Skier safety: ‘It’s time something is done’

Sierra Sun file photoJosh Dixon slips down the mountain with Jason Payette in tow during a Ski Patrol evaluation at Diamond Peak. The Assembly Judiciary Committee took up the issue of ski safety this week in the first step toward potential action to make California ski resorts safer.

TAHOE CITY “-A year ago this month, Dr. Dan Gregorie launched the California Ski and Snowboard Safety Organization in memory of his 24-year-old daughter, Jessica Gregorie, who lost her life in 2006 at Alpine Meadows Ski Resort.

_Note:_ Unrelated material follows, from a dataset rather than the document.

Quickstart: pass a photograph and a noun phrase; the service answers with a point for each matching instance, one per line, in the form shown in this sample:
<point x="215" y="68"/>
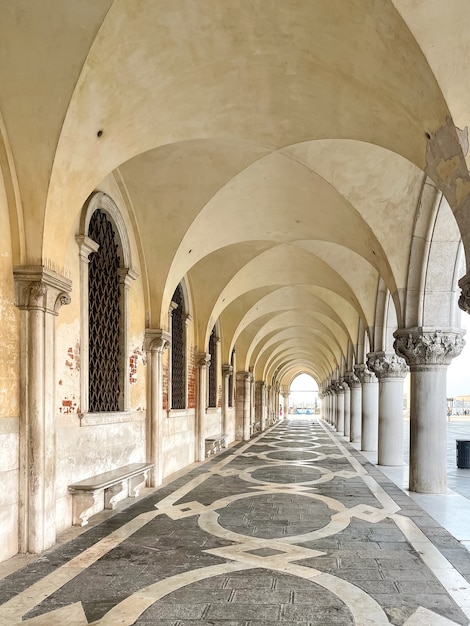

On Wednesday, Gregorie was joined by ski safety experts, members of the medical community, and parents and victims of tragedies at the state capitol to discuss concerns about the ongoing dangers of skiing and snowboarding on California slopes.

With a new ski season opening, the Assembly Judiciary Committee took up the issue of ski safety in the first step toward potential action to make California ski resorts safer.

“I represent a district filled with families and snow sport enthusiasts who head to the Sierra Nevada slopes each year,” said Dave Jones, chair of the Assembly Judiciary Committee. “My first priority is their safety and that of the thousands of other visitors to California ski resorts.”

While today’s technology allows skiers and boarders to travel at high speeds down the slopes, Gregorie and the Ski Safety Organization believe steps can be taken to prevent unnecessary injuries and death.

“One life lost to a preventable accident is one life too many,” said Gregorie. “It’s time something is done to hold ski resorts more accountable and make uniform signage, adequate barriers and proper traffic and speed management part of everyday safety practices.”

Julia Kozberg said she came to the hearing to give her sister a voice and a voice to others who have lost their lives on the ski slopes.

Kozberg’s sister, Olga, lost her life at Heavenly Ski Resort after running into an unmarked shoulder of the slope filled with hazards.

“There were no signs warning her and no netting or padding cordoning off the tree well with rocks,” said Kozberg, adding, “Once she arrived at Washoe Medical Center with major brain swelling, doctors saw she had no chance of surviving. With the Legislature’s help, we can save many lives and unnecessary tears in the future.”

Injuries and deaths on ski slopes are viewed as inherent risk of the sport under the basic tenet of ski law. This inherent risk doctrine shields ski resorts from liability associated with ski and snowboard deaths and injuries regardless of fault.

While Gregorie commends certain resorts for doing their part to make mountains safer, he believes the issue is sometimes misjudged.

“Resorts are very focused on patron behavior and that is only one component of safety” said Gregorie. “What they don’t talk about is accident prevention programs.”

In many cases a solid defense is the best offense. One example is Squaw Valley, which like other resorts promotes safety through free weekly avalanche beacon training classes, participating in National Safety Awareness Week, and producing public service announcements featuring famed Squaw athletes.

“Our Steep and Deep clinic always has a packed audience,” said Savannah Cowley, Squaw Valley Media and Public Relations. “It is emblematic that our guest and community really care about avalanche safety and safe skiing.”